Miroslav Jeník with his son in autumn 1970 shortly before going to prison
Miroslav Jeník with his son in autumn 1970 shortly before going to prison
photo: studio Paměti národa

Miroslav Jeník was born on May 18, 1946 in Vrchlabí. In 1960, he moved with his parents and brother to Bozkov in the Semily region. He graduated from the then twelve-grade school, but did not graduate. From 1965 to 1967 he completed basic military service, where he joined the Communist Party. In June 1968 he married his wife Milada. On August 21, 1968, he experienced the tragic accident of a Soviet tanker during the transfer of an army convoy in Desná in the Jizera Mountains. Together with his brother Ladislav saved a burning woman. They themselves got injured. Under the influence of the Warsaw Pact invasion of the Czechoslovak Socialist Republic, he got rid of the Communist Party’s ID. However, it was not removed from the register of party members until 1972. At that time, he was working on the modifications of the Bozkov caves and used the public notice board with his friends for anti-occupation agitation. In February 1969 he took part in protests against the meeting of communist officials with representatives of the occupying armies in Semily.
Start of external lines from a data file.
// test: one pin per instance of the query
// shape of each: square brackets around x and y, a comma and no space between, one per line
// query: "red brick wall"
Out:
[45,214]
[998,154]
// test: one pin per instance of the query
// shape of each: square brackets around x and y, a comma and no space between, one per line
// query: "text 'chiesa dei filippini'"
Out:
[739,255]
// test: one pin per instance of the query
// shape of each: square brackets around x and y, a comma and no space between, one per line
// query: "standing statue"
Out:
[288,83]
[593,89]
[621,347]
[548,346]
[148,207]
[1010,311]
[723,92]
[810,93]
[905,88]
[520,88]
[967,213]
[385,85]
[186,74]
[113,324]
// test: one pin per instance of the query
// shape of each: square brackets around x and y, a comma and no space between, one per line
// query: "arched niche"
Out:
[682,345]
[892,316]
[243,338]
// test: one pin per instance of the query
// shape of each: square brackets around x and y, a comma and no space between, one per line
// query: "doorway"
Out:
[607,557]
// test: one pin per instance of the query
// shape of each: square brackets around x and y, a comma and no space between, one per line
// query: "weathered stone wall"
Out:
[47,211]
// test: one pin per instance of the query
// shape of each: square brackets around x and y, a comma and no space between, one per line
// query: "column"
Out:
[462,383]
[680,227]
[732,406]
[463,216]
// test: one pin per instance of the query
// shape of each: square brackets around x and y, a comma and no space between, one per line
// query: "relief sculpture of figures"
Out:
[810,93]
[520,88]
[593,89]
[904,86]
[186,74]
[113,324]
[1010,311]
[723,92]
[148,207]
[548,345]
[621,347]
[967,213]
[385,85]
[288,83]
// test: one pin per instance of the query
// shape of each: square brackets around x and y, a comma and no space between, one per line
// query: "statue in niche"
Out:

On 21 August 1969 he took part in anti-occupation protests in Liberec. In October 1970, his son was born. In December 1970, he went to prison, where he was sent to the Regional Court in Hradec Králové for ten months due to opposition to the occupation of Czechoslovakia. He served his sentence in its entirety, mostly in the prison in Bělušice, North Bohemia. In 1988, he got through police patrols for the funeral of dissident Pavel Wonka in Vrchlabí. After 1989, he did business with his son in a carpentry shop. He received compensation for injuries in the accident in Desná and for imprisonment during the totalitarian regime. In 2020 he lived in Bozkov.